But I fear that you will be rather tired of all these different nations to whom I am introducing you. Their comings seem very confusing. It is difficult to remember which came before another and where they went and what they did. The biggest things done were, I suppose, first—though not first of all in point of time—that wonderful pilgrimage of the Vandals. That is perhaps the strangest story of all. Secondly, the invasion of the Visigoths, establishing their kingdom temporarily in South Gaul and more permanently in Spain, was really more important, because it was more lasting in the form that it gave to the great story. And then, thirdly, this Frankish dominion in Gaul is of great interest to us. It is the beginning of modern France.
But they are very puzzling—the comings and the vanishings. A friend of mine gave me what we call a memoria technica, to help me, and you, in remembering the order in which the different nations of the barbarians came in from the east.

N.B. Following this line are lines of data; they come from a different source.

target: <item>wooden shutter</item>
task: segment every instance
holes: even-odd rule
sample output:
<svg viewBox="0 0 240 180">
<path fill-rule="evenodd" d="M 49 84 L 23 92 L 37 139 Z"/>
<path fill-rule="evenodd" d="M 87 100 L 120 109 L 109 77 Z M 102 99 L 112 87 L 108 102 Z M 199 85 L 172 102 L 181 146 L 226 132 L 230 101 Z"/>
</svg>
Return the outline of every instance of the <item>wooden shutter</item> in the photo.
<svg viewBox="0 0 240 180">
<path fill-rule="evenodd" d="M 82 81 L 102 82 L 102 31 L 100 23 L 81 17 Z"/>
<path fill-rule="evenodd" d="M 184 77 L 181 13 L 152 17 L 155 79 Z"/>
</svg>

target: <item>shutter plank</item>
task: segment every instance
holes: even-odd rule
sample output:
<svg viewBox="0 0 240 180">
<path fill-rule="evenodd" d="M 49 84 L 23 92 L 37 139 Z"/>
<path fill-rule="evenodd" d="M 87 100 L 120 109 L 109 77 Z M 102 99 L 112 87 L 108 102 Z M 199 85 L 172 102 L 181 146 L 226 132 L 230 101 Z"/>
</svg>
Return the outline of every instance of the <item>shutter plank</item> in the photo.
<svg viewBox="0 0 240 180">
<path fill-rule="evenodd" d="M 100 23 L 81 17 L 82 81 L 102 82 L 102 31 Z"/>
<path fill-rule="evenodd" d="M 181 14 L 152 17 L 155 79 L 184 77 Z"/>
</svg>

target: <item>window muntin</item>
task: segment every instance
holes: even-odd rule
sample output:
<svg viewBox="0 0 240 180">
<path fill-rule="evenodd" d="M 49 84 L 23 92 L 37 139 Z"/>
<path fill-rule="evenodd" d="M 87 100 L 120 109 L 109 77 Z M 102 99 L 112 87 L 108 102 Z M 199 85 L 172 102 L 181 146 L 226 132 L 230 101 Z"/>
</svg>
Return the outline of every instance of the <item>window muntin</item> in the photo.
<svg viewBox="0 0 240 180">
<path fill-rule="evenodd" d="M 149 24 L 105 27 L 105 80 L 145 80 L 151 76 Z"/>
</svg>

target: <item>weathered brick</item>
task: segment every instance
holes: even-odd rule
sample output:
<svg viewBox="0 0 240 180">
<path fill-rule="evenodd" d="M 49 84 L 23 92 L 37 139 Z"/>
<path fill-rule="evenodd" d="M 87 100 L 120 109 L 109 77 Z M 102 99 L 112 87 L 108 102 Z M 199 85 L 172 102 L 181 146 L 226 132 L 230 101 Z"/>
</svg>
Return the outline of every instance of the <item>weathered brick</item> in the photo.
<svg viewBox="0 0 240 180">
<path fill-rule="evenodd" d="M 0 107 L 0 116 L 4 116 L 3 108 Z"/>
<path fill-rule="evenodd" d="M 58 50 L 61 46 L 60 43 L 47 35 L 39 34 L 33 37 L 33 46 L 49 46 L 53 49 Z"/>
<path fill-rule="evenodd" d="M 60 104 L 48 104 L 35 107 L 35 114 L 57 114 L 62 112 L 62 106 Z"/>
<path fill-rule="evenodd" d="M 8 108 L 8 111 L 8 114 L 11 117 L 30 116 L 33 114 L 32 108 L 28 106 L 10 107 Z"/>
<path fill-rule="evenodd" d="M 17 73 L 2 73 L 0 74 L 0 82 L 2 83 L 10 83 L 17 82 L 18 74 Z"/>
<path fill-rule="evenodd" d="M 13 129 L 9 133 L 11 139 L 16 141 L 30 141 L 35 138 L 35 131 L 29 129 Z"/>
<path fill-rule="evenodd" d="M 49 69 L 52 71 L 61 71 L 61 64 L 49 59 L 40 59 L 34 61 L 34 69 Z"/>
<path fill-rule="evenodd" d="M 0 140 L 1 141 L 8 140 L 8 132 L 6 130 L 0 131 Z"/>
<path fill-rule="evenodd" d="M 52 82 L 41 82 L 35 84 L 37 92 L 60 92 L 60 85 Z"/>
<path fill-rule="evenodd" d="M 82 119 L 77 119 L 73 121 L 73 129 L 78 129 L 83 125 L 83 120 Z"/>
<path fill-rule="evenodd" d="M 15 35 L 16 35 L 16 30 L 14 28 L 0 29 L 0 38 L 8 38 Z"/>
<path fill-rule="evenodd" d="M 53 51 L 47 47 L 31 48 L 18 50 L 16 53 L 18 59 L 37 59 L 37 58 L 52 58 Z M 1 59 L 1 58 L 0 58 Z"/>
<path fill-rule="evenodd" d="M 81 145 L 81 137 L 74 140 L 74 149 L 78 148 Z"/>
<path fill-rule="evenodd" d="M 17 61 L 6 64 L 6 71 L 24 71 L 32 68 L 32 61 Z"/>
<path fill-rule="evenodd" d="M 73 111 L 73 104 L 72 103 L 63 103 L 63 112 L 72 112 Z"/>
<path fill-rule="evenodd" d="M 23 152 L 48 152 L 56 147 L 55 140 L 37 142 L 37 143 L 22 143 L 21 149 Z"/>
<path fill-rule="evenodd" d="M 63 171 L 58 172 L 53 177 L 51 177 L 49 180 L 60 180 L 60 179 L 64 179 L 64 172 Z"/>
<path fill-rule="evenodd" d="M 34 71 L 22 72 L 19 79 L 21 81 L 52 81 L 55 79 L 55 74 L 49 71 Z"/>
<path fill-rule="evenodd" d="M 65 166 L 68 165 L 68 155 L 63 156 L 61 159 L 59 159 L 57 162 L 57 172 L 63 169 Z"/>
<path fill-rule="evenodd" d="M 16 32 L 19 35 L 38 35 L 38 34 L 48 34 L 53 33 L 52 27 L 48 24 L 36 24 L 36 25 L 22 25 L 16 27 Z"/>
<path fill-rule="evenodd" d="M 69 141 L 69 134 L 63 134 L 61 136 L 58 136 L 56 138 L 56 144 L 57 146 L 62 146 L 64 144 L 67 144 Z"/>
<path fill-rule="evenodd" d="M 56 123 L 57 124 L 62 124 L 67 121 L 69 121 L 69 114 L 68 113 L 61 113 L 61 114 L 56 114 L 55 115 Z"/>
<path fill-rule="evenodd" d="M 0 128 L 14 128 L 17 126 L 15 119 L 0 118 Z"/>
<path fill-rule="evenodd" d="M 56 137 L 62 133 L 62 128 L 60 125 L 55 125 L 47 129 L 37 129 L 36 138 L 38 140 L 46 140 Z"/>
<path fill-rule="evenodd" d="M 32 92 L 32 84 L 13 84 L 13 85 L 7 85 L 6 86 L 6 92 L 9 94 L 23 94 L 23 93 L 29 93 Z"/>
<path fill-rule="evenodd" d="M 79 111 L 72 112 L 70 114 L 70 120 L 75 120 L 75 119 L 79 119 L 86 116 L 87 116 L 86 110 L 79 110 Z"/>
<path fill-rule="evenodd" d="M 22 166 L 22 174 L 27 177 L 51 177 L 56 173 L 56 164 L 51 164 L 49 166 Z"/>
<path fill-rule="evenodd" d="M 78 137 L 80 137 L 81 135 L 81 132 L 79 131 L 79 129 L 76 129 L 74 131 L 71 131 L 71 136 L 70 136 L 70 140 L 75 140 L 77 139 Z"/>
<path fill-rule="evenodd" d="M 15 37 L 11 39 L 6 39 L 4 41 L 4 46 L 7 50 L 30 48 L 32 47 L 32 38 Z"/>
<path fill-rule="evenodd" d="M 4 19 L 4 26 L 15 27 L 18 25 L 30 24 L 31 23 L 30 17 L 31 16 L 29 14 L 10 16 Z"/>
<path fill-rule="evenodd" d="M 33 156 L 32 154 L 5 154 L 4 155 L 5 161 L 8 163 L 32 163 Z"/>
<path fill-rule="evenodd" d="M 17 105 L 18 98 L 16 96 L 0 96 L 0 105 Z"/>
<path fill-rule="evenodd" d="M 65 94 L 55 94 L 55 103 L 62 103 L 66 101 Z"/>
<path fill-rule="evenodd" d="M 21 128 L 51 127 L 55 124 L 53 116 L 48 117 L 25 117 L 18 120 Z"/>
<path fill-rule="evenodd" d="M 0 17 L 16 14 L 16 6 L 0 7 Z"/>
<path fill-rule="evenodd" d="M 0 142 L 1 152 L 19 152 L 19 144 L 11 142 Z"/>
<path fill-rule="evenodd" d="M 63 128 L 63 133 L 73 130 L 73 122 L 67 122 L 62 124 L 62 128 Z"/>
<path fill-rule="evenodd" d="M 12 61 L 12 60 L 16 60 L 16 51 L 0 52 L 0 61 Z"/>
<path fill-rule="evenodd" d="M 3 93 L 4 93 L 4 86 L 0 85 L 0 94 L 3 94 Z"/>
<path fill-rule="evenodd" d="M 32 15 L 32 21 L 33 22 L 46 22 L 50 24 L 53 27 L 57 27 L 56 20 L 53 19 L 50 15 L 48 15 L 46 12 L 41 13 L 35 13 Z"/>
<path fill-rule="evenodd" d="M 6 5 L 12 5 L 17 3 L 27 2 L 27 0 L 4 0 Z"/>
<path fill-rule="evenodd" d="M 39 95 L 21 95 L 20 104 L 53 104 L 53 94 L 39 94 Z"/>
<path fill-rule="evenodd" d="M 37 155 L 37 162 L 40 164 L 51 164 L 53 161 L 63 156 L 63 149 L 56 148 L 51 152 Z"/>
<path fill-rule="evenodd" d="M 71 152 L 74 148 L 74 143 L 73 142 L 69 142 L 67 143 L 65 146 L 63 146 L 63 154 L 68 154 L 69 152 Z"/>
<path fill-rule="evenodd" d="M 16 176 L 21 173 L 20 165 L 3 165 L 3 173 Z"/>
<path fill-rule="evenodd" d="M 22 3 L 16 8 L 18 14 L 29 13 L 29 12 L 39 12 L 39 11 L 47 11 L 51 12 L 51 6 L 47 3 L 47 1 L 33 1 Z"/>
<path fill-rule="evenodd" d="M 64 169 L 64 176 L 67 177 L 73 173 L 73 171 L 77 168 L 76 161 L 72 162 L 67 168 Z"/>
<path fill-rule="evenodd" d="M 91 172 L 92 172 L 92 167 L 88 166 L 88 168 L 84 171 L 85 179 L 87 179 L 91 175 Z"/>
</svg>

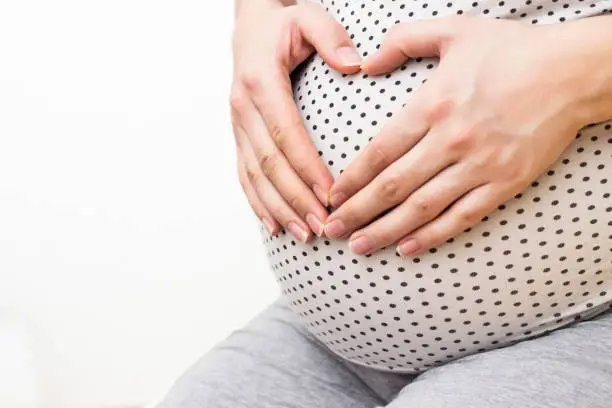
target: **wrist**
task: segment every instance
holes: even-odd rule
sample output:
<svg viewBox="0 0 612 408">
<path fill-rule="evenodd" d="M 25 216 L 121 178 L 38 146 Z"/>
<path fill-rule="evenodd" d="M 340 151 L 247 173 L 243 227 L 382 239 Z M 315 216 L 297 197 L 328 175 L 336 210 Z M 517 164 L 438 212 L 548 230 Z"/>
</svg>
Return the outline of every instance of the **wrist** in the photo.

You know what a memoria technica is: some words easy to remember which recall to our minds something that we find difficult to remember. These words, as he gave them to me, are: "Visiting friends' houses very often frankly laborious."
Do you see what that means? I am afraid he must have found himself rather bored, at times, when his friends were doing their best to entertain him. He does not seem to have been as grateful as he should have been. But the suggestion of the words is as follows: "Visiting" is for Visigoths, who were the first to come west, in any force; then "friends" is for Franks—they came very early in the story of the barbarian invasions, but they came in much greater number later, as is indicated by the later "frankly." "Houses" is for those Huns, defeated at Chalons, "very," for the Vandals, "often" for the Ostrogoths, and "laborious" for the Lombards.
THE IRON CROWN OF THE LOMBARDS.
The iron part of this crown, supposed to have been forged from one of the
nails of the Cross, is the narrow circlet embedded in its interior.
It is not quite perfect, because some of them came and came again at different times. I believe that the Franks were really the first of all to break through the Roman wall of Empire; but on the whole it roughly represents the order of their coming. It is easily remembered and is a great help.
Let us see now what it was that these latest comers, the Lombards, did, and who they were.
They were a tribe that lived up north of the Visigoths and east of the Saxons and they were called Longo-bardi, long beards. They came last of all the Germanic tribes, for it is not till 568 that we hear of them in Italy, though they had drifted southward and had settled along the North of the Danube long before. But though the latest, they seem also to have been the rudest and least advanced of these tribes. They never became Romanised, as the others did, never learned any civilisation from the civilised people whom they conquered. But they came in great force and made their conquering way right down to the Tiber. They settled then and formed a kingdom in the North of Italy, more or less where Lombardy now is. They were still so powerful some two centuries later that we find them taking Ravenna, which was within the boundaries of the Eastern Empire and was a place of great importance with a fine harbour.
It was the increasing power and savage rapacity of the Lombards which led to an incident that was of the very greatest importance in the story. The Pope—and notice this particularly, for it is the very first time that we have had occasion to name him in our story—the Pope begged for help, against the Lombards, of the King of the Franks. And this assistance was given him, at first by Pepin and afterwards by Charlemagne—the greatest of all the Frankish kings—and the result of that assistance was that Charlemagne was triumphantly victorious and in 774 took to himself the title of King of the Lombards. The real result was that the Kingdom of Lombardy, in any independent sense, was at an end.